Tuesday, December 25, 2007

Richard Straw: BUSY BEING BORN

It's early December, and thick snowflakes are falling, brightening what's left of an afternoon. My sister and I clomp home in our unsnapped black galoshes the half-block from the elementary school. We try not to drop our latest artwork on the wet slate sidewalk. The yellow-curtained outside basement door is unlocked. So, we droop our wet caps and scarves and coats on the rickety clotheshorse at the bottom of the steps. Ice melts from our boots and socks, which we leave on yesterday's newspaper spread over a rug on the landing. Our cats sniff at the ice puddles as we climb the stairs.

In the overheated kitchen, mom's baking sugar cookies shaped like pine trees and sprinkling them with sweet green crystals. Shiny metal cookie cutters for a bell, a star, and a snowman wait on floured wax paper spread across the black countertop. When dad gets home from the factory, mom tells us, we'll all go out after supper to find a live Christmas tree. And by bedtime, just as she promised, a tall evergreen has been wedged into a red metal tripod base filled with tap water. The tree's too wide for the sun-room where mom's caged canaries sing, so it fills a space to the right of the red brick fireplace. Mom spreads old sheets below it to catch any falling needles. Next to the bare tree, our tee-shirted dad sits in a black armchair, his feet in gray socks crossed on a footstool. Mom tells him that pine smells better than his Pall Malls and Maxwell House coffee. He laughs a "good night," then reopens the newspaper with his big hands as we hurry with mom up the stairs.

The next morning, a Saturday, dad brings down boxes of Christmas decorations from the attic and helps mom string the tree with blinking white lights and the more fragile ornaments. They top it with an electric, golden-winged angel, but let us toss the tinsel and hang the ornaments we made at school and in church. As a last item, I hook a thin, long-faced wooden Santa in a threadbare suit next to my sister's pink plastic ballerina in a white tutu. Mom hangs from golden hooks on the wooden mantel red stockings trimmed in white and stuffed with candy, bubble gum, and other treats for each of us, even the cats.

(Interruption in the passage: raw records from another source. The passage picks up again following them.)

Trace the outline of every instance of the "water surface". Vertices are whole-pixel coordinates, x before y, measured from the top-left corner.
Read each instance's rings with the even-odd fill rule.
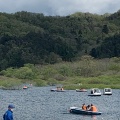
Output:
[[[0,90],[0,120],[10,103],[15,105],[14,120],[120,120],[120,90],[113,95],[88,96],[88,92],[51,92],[55,87],[32,87],[26,90]],[[95,104],[99,116],[69,113],[71,106]]]

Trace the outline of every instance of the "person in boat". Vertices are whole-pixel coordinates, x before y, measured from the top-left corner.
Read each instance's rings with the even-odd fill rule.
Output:
[[[87,110],[87,111],[91,111],[91,106],[88,105],[88,106],[86,107],[86,110]]]
[[[82,109],[86,110],[87,106],[85,105],[85,103],[82,105]]]
[[[91,111],[93,111],[93,112],[97,112],[98,111],[97,107],[95,105],[93,105],[93,104],[91,104]]]
[[[8,106],[8,110],[3,115],[3,120],[14,120],[13,119],[13,109],[15,108],[14,105],[10,104]]]

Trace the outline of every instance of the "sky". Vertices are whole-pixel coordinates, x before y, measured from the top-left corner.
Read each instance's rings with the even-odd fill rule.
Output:
[[[46,16],[67,16],[75,12],[103,15],[120,10],[120,0],[0,0],[0,12],[27,11]]]

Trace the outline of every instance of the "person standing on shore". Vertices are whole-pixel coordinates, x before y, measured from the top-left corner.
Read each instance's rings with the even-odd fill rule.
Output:
[[[13,119],[13,109],[15,108],[14,105],[8,105],[8,110],[3,115],[3,120],[14,120]]]

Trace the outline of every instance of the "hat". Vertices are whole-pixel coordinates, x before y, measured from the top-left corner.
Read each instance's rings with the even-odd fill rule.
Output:
[[[15,106],[10,104],[10,105],[8,105],[8,108],[15,108]]]

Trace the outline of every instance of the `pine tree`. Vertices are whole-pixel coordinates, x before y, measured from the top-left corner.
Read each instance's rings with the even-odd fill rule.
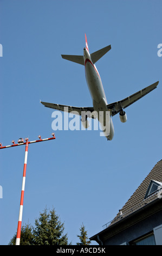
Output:
[[[77,236],[80,239],[80,243],[76,243],[77,245],[89,245],[91,243],[91,241],[88,239],[87,236],[87,231],[85,230],[85,226],[82,223],[80,230],[80,235],[77,235]]]
[[[45,209],[35,224],[35,227],[29,224],[22,227],[21,245],[69,245],[67,234],[63,234],[64,223],[61,223],[55,209],[48,212]],[[9,245],[15,245],[16,239],[16,234]]]
[[[64,224],[61,224],[55,209],[48,214],[47,209],[35,220],[34,230],[36,245],[68,245],[67,234],[63,235]]]

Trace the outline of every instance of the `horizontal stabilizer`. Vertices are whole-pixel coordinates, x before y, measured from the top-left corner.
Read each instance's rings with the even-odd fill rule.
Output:
[[[83,56],[81,55],[61,55],[61,56],[63,59],[85,65]]]
[[[99,59],[100,59],[103,55],[105,55],[108,51],[111,49],[111,46],[108,45],[102,49],[99,50],[96,52],[94,52],[90,54],[92,62],[94,64]]]

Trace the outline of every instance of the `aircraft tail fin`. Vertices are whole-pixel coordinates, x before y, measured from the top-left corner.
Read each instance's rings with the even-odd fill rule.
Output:
[[[96,52],[94,52],[90,54],[91,59],[92,62],[94,64],[99,59],[100,59],[103,55],[105,55],[108,51],[111,49],[111,46],[108,45],[102,49],[99,50]]]
[[[88,48],[88,42],[87,42],[87,39],[86,34],[85,34],[85,39],[86,39],[86,49],[87,50],[88,52],[89,52],[89,48]]]
[[[63,59],[85,65],[83,56],[81,55],[61,55],[61,56]]]

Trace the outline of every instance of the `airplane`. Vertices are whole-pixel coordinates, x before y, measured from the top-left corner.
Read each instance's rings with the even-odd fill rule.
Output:
[[[104,136],[108,141],[112,141],[114,134],[112,117],[119,113],[120,121],[125,123],[127,118],[124,109],[155,89],[159,81],[125,99],[108,104],[101,77],[95,63],[111,49],[111,45],[90,54],[86,34],[85,40],[86,47],[83,48],[83,56],[61,54],[61,56],[63,59],[85,66],[86,82],[92,99],[93,107],[73,107],[42,101],[41,101],[41,103],[46,107],[69,113],[77,113],[81,116],[81,123],[85,128],[89,126],[88,117],[97,118],[101,124]],[[103,114],[100,119],[101,113]]]

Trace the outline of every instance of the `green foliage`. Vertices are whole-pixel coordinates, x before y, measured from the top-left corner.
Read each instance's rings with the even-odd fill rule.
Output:
[[[80,235],[77,235],[77,236],[80,239],[80,242],[76,243],[76,245],[89,245],[91,241],[88,239],[87,236],[87,231],[85,230],[85,226],[83,224],[81,225],[80,229]]]
[[[67,234],[63,235],[64,223],[61,223],[55,209],[47,209],[35,220],[35,227],[28,224],[22,227],[21,245],[68,245]],[[9,245],[16,244],[16,234]]]

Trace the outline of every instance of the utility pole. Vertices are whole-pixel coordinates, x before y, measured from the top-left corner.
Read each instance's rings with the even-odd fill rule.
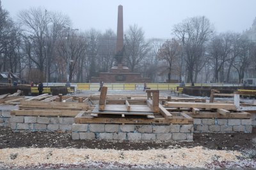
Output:
[[[68,62],[67,65],[67,82],[69,82],[69,75],[70,75],[70,31],[78,31],[78,29],[70,29],[68,27],[68,37],[67,37],[67,54],[68,58]]]
[[[184,45],[185,45],[185,29],[183,29],[182,34],[182,54],[181,56],[181,82],[185,82],[185,69],[184,66]]]
[[[47,42],[48,42],[48,31],[47,31],[47,10],[45,10],[45,43],[46,43],[46,51],[45,51],[45,60],[46,60],[46,82],[47,82],[47,86],[48,88],[48,81],[49,81],[49,77],[48,77],[48,47],[47,47]]]

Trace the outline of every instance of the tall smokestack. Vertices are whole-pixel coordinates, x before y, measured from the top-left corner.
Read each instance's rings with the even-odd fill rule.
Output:
[[[124,47],[124,27],[123,27],[123,6],[118,6],[117,17],[117,32],[116,32],[116,54],[122,51]]]

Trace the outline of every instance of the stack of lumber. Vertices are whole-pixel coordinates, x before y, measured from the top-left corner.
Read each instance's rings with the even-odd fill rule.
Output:
[[[30,98],[20,101],[19,110],[14,110],[11,114],[16,116],[71,116],[74,117],[81,111],[90,108],[87,103],[83,102],[83,97],[80,102],[73,97],[61,97],[61,102],[49,102],[58,97],[51,97],[47,94]]]
[[[184,112],[194,118],[250,118],[247,112],[237,111],[234,104],[166,102],[171,114]]]
[[[103,87],[99,105],[92,112],[80,112],[75,117],[77,123],[122,124],[192,124],[193,120],[186,114],[173,116],[159,103],[159,91],[147,90],[143,99],[114,99],[107,97],[108,88]],[[138,98],[138,96],[133,96]],[[108,99],[107,99],[108,98]]]

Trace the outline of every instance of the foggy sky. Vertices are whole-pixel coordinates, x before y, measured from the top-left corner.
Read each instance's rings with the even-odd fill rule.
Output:
[[[70,17],[73,28],[116,31],[117,8],[124,6],[124,29],[137,24],[146,38],[170,38],[174,24],[204,15],[217,32],[242,33],[256,17],[255,0],[1,0],[15,20],[22,10],[41,6]]]

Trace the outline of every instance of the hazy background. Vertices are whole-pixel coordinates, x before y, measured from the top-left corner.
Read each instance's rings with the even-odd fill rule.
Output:
[[[255,0],[2,0],[2,6],[15,20],[20,10],[41,6],[68,15],[73,27],[116,30],[117,8],[124,6],[124,28],[137,24],[145,38],[170,38],[173,26],[188,17],[205,15],[216,31],[243,32],[256,17]]]

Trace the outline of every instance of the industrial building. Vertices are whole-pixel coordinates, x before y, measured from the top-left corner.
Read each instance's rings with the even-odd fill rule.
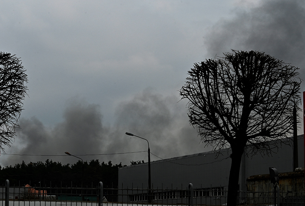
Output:
[[[298,167],[304,167],[303,135],[298,136]],[[246,190],[247,178],[268,174],[269,168],[279,173],[293,171],[292,147],[282,145],[276,153],[242,157],[239,189]],[[231,165],[230,149],[195,154],[151,162],[152,188],[185,189],[192,183],[195,188],[227,190]],[[148,186],[148,163],[119,168],[119,188],[145,188]]]

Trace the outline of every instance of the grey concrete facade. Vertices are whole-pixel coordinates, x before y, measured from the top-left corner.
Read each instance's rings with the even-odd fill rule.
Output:
[[[299,167],[304,167],[303,136],[298,137]],[[275,167],[280,173],[292,171],[292,149],[290,146],[283,145],[272,156],[258,154],[248,157],[245,155],[240,172],[240,190],[246,190],[248,177],[268,174],[270,167]],[[192,183],[194,188],[221,187],[227,189],[230,153],[230,150],[223,150],[217,159],[215,152],[210,151],[152,162],[152,187],[185,189]],[[119,189],[147,188],[148,165],[146,162],[119,168]]]

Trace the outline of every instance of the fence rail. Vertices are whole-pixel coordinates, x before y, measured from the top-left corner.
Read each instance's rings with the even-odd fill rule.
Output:
[[[0,201],[2,206],[222,205],[226,202],[228,193],[223,187],[193,188],[191,184],[185,189],[156,188],[149,192],[147,188],[103,188],[101,182],[98,187],[91,188],[12,187],[6,182],[5,186],[0,187]],[[273,205],[272,191],[240,191],[239,194],[238,205]],[[280,192],[279,206],[303,206],[304,197],[304,192]],[[149,203],[149,200],[152,203]]]

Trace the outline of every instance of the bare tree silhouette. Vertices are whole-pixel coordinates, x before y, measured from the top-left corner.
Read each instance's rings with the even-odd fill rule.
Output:
[[[15,55],[0,52],[0,150],[9,146],[15,134],[27,90],[27,75]]]
[[[268,154],[274,141],[292,136],[301,81],[298,68],[264,52],[224,55],[195,64],[180,95],[189,100],[190,124],[202,141],[214,149],[231,147],[227,205],[235,206],[245,147],[252,154]]]

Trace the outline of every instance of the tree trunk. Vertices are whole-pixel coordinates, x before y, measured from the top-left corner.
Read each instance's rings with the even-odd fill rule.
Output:
[[[244,153],[244,148],[231,148],[232,154],[231,159],[231,169],[229,177],[229,184],[227,199],[227,206],[235,206],[238,190],[238,181],[239,177],[239,170],[242,156]]]

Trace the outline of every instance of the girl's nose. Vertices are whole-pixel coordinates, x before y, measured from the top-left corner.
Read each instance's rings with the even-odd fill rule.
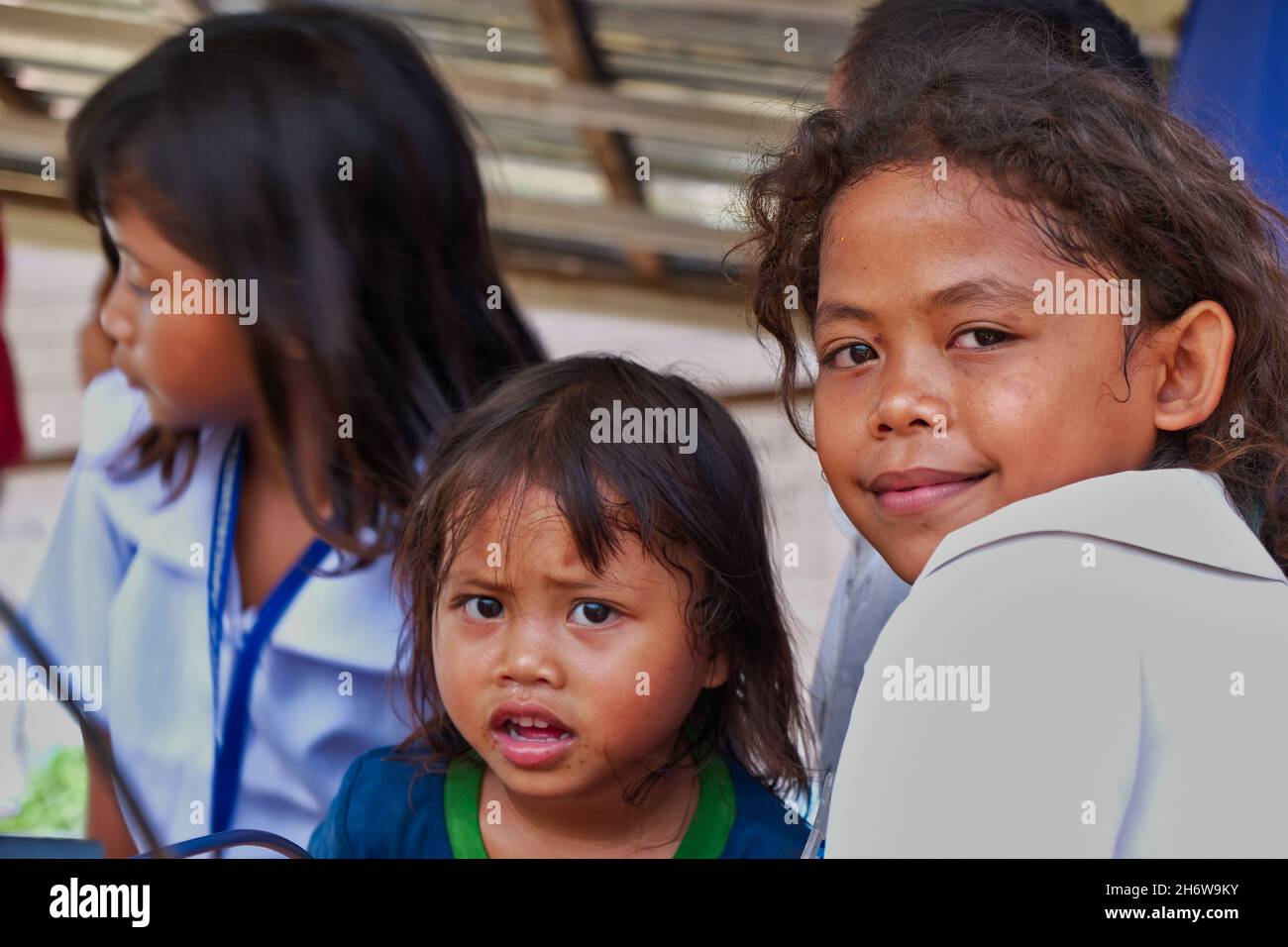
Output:
[[[558,622],[536,616],[509,622],[501,639],[497,678],[502,683],[563,687],[563,670],[555,656],[558,634]]]
[[[125,280],[117,276],[107,299],[103,300],[103,308],[98,311],[98,322],[112,341],[134,344],[137,329],[134,301]]]
[[[891,365],[880,397],[868,417],[873,437],[947,429],[952,417],[948,398],[939,394],[943,381],[930,371]],[[922,432],[923,433],[923,432]]]

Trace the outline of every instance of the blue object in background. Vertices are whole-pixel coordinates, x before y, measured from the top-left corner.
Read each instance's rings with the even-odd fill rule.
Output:
[[[1172,107],[1288,213],[1288,0],[1191,0]]]

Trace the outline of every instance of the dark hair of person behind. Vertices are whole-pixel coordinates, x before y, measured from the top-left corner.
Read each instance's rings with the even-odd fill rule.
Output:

On Sunday, there's something new on the blond TV cabinet. The old clock that usually sits on faded white lace, the one with the pretty girl on a swing, is gone. In its place a new crèche rests between two toy spruces on green felt, all sprinkled with white glitter to look like snow. A hole for the Star of Bethlehem has been cut into the stable's front panel, and an electric socket for a night light is in the back. Angels of the Lord, the Wise Men, sheep and shepherds (one with a lamb on his shoulders), and a camel form a half-circle before the wood-paneled stable. A cow reclines nearby under a poinsettia. Jesus is in his manger, and Mary and Joseph kneel beside him.

Two weeks before Christmas on a late gray Sunday afternoon, dad and mom bundle us into the back seat of their red-and-white Ford Fairlane. We drive downtown, turn right at the courthouse, then head north on Main. Turning left at the radio station near the pet clinic, we begin to see white cornfields partially crossed by thin-slatted snow fences. The wind tries to push the high drifts closer to the lonely farmhouses and silent silos and barns. We glide over the hump of a railroad track and slowly ease across a one-lane bridge. Brown seedpods of cattails and tall shrubs tell where the riverbanks end.

Across from a Methodist church in mom's old home village, we pile out under a streetlight. Entering a small house by its back door, we leave our boots in a mudroom attached to a cluttered garage. Opening the door to the flower-wallpapered kitchen releases a wave of warmth and smells of ham, meatloaf, green beans, mashed and scalloped potatoes, and coffee. The room's abuzz with aunts in aprons who say "hello, how are you," and reprimand uncles for dipping their fingers in the pots. My sister and I quickly find the little room behind the stairs where we play Old Maid and Chutes 'n' Ladders with our cousins.

After supper, an uncle snores in an armchair, a baby on his lap, while the others talk with grandpa and grandma in the kitchen about the new President's first year in office. The men have more cherry pie and sip creamy, sugared coffee. The women finish up the dishes. On the carpet in the glow of the TV, my favorite cousin and I giggle as we watch Tiger Lily lean and sing and prance and dance with her band of Indian friends: "Ugga wugga wigwam!...Ugga wugga meatball!!"

spiraling snow
shadows of footprints
on a front yard

Notes: The title is from " It's Alright, Ma (I'm Only Bleeding)," a 1965 Bob Dylan song: "...he not busy being born / Is busy dying." Tiger Lily's dance from the December 8, 1960, NBC broadcast of Mary Martin as "Peter Pan" can be viewed on YouTube.